Zuerst habe ich den Heizkissen-Trick ausprobiert. Du kennst ihn sicher: Man wärmt die Matratze im Babybett vor, damit das schlafende Baby beim Ablegen keinen Temperaturabfall spürt und sofort Alarm schlägt. Ich habe sogar das Bettlaken vorher drei Stunden lang unter mein T-Shirt gestopft, damit es exakt nach meinem Stressschweiß riecht. Nichts davon hat funktioniert.
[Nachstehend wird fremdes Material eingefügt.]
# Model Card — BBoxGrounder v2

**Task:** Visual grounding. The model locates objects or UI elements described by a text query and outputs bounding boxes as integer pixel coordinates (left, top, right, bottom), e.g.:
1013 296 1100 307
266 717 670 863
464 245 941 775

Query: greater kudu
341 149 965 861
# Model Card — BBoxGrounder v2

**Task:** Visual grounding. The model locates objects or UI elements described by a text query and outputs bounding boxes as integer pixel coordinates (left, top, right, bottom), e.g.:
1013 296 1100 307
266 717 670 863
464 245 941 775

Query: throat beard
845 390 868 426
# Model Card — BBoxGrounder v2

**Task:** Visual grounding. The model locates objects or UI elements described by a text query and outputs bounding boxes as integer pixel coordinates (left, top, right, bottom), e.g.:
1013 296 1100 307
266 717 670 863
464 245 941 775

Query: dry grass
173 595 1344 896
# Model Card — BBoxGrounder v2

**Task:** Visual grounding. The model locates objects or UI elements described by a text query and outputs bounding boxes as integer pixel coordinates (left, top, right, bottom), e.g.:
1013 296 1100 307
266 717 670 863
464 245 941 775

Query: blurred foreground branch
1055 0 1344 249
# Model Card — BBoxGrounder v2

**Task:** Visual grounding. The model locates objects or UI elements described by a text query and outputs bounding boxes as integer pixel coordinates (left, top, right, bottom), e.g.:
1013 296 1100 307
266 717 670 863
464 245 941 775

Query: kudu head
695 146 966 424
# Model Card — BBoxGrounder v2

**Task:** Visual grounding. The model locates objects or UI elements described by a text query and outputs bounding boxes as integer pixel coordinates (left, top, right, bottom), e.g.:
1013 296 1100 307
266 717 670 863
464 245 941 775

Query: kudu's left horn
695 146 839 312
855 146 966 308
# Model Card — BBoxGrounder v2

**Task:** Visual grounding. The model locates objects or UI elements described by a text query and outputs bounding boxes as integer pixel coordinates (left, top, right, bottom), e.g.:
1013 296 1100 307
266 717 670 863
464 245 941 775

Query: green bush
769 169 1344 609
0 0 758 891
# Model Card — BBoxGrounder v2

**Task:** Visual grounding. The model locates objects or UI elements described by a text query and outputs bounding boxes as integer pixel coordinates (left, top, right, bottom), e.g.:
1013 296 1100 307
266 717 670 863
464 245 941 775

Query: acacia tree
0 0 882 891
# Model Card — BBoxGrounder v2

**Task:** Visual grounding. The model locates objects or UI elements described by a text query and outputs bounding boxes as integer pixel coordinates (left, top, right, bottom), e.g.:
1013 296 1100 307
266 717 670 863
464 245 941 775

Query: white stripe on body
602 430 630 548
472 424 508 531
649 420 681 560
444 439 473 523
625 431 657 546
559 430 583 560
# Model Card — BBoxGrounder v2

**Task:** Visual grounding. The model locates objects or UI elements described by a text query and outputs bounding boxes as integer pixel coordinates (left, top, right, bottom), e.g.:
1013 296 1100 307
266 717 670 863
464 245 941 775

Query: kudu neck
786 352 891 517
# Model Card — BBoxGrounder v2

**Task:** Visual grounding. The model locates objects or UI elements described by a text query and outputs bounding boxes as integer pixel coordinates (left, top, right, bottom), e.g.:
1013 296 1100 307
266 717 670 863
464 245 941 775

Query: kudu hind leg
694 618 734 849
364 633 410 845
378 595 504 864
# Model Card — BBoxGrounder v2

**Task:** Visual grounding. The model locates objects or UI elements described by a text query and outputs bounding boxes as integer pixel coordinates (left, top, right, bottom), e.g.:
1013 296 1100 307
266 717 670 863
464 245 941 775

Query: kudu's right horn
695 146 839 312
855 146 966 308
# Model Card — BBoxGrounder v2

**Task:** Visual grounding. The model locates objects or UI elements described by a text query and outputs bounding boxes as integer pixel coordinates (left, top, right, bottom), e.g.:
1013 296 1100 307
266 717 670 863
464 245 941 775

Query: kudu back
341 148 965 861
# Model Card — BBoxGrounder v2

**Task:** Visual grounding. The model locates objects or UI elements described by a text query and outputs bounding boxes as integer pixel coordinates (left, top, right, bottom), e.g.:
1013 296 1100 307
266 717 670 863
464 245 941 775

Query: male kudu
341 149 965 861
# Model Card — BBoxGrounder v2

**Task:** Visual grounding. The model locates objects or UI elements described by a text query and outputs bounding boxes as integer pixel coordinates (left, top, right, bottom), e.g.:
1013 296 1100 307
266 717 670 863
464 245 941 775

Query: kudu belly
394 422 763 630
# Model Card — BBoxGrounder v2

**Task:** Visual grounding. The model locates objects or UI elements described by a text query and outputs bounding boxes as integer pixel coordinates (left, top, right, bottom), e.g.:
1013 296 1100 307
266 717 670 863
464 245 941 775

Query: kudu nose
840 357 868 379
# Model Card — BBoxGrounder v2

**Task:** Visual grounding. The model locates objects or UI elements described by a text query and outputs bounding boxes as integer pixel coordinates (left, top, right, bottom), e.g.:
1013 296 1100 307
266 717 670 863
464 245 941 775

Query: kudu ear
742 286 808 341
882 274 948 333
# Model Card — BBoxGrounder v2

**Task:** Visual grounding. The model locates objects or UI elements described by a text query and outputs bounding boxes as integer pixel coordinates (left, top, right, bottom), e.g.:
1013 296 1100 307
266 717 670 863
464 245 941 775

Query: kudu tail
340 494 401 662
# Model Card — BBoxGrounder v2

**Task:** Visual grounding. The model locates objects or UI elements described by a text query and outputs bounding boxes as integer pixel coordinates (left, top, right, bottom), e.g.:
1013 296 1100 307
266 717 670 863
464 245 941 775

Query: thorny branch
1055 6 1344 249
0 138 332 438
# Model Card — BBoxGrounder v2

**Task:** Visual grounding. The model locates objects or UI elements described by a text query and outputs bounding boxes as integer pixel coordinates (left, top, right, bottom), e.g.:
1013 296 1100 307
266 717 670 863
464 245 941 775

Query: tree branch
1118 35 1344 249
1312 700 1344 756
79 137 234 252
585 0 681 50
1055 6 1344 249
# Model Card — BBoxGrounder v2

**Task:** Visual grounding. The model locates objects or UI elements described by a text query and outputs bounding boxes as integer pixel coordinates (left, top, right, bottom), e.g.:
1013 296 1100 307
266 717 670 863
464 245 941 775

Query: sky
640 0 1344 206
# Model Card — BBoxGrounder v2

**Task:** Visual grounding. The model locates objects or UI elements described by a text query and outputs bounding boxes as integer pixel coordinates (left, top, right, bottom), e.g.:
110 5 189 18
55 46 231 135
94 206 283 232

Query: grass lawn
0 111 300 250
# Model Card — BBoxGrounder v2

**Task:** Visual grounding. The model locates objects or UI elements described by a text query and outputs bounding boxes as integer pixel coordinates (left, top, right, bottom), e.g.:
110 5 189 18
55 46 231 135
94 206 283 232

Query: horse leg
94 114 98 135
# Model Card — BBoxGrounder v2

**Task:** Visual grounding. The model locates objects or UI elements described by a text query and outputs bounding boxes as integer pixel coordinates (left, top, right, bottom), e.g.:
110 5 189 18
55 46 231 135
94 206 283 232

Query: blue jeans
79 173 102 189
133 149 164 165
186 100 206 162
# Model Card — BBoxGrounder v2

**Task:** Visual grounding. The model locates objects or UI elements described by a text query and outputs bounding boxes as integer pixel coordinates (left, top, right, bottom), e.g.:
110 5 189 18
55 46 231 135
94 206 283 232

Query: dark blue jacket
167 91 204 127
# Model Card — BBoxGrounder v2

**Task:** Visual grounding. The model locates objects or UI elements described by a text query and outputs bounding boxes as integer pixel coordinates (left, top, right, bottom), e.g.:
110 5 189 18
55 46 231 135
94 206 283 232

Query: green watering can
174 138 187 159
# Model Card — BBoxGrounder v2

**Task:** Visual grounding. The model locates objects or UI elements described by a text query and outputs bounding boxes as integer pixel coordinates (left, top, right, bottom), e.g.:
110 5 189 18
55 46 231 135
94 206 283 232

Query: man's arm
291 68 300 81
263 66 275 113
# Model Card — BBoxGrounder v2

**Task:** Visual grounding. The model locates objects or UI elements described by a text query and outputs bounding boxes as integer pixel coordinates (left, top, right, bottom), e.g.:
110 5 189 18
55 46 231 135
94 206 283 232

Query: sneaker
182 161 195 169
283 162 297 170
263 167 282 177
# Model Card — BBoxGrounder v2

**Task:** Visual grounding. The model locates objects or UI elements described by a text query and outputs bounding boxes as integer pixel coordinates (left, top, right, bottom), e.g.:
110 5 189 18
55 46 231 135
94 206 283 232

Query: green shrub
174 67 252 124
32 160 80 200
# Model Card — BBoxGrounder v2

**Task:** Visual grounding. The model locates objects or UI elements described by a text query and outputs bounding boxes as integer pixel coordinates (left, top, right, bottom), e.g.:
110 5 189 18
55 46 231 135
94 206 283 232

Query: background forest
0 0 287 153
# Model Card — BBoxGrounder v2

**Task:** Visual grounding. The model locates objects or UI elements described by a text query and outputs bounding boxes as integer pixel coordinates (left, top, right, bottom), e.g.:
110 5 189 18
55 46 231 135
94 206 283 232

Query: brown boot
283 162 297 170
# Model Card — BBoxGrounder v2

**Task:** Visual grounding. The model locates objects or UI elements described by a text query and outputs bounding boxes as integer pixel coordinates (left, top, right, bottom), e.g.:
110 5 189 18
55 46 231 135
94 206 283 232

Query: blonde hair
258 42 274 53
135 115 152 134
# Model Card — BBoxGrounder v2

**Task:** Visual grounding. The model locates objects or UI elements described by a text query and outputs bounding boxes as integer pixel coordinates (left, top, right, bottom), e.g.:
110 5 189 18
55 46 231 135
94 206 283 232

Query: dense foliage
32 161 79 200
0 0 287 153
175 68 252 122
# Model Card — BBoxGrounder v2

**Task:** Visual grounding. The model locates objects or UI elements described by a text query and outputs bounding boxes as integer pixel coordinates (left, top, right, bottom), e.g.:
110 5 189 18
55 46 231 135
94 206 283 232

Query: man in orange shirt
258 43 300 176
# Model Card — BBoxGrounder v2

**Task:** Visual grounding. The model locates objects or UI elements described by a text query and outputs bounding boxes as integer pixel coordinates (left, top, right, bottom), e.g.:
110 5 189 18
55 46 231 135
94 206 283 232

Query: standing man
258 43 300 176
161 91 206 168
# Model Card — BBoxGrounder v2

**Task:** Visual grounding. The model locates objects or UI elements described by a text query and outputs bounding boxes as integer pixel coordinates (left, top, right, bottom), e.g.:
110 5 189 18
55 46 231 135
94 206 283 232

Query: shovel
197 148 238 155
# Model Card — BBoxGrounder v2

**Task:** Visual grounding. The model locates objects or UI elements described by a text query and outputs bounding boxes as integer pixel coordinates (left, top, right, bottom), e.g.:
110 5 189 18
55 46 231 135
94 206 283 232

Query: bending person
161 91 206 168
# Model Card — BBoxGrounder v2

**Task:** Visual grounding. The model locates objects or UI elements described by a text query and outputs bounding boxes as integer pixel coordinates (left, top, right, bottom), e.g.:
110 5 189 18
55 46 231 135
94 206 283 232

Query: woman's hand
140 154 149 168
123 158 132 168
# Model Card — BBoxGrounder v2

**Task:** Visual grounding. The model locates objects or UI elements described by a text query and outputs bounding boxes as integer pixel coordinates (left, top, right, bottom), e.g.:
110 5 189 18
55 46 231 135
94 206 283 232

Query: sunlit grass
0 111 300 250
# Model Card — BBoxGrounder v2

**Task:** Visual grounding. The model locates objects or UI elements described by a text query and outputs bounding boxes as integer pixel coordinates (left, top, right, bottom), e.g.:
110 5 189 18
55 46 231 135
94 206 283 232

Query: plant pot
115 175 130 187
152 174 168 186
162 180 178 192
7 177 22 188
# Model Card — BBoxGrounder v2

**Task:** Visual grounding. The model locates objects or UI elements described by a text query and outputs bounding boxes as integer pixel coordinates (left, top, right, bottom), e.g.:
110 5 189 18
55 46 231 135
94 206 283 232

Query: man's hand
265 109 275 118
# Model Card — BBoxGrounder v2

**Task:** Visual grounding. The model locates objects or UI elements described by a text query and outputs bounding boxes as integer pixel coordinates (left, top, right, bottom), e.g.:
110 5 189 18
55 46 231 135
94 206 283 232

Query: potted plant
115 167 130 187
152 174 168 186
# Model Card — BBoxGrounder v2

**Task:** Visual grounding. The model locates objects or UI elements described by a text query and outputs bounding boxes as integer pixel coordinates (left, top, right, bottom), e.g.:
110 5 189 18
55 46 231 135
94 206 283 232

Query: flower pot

In dem Moment, in dem der Rücken meines 11 Monate alten Sohnes einen 45-Grad-Winkel von meiner Brust überschritt, sprang sein innerer Kreiselkompass an, die Augen rissen auf und das Geschrei ging los.

Neulich sah ich einen trendigen Internet-Suchbegriff für einen Rap-Song, aber ehrlich gesagt ist es an einem unausweichlichen Dienstagnachmittag meine buchstäbliche Realität, ein kleines Baby ständig auf mir kleben zu haben. Er ist gerade wie eine taktische Weste an meinen Oberkörper geschnallt, schläft tief und fest und strahlt die punktuelle Hitze eines kleinen Atomreaktors aus, während ich dies hier mit meinem linken Zeigefinger tippe.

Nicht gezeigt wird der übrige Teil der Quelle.